In August, she told the BBC that a journalist working for a Mirror Group publication admitted hacking her voice mail. She said a senior Mirror Group Newspapers journalist phoned her and “started quoting verbatim the messages from my machine.” She said she replied: “You’ve obviously hacked my phone and if you do anything with this story… I’ll go to the police.” Mills said the journalist responded, “OK, OK, yeah we did hear it on your voice messages, I won’t run it.”
Former Morgan employee Hipwell painted a picture of the editor as deeply involved in the daily workings of the paper he edited from 1995 to 2004, comparing the editor to late North Korean leader Kim Jong Il.

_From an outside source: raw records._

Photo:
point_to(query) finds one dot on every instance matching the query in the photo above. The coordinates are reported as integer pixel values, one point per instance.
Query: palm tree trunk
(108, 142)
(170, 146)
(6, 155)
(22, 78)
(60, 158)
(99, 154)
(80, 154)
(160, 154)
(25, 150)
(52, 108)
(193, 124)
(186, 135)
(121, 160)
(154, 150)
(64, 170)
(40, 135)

Morgan “was the ‘Dear Leader.’ It was all about him,” Hipwell said. “Nothing that happened on that show business desk without Piers knowing about it,” Hipwell said.
A lawyer for Trinity Mirror, which publishes the Mirror, said the company disputed Hipwell’s testimony and would go into more detail at a future session of the inquiry.
Much of the inquiry, and a related police investigation, focus on allegations of phone hacking by the News of the World.
The publisher of the paper, News International, announced Tuesday that a subsidiary had settled with seven people who accused Murdoch’s newspapers of phone hacking.
The claimants included James Hewitt, who was a lover of Diana, Princess of Wales, and other British celebrities.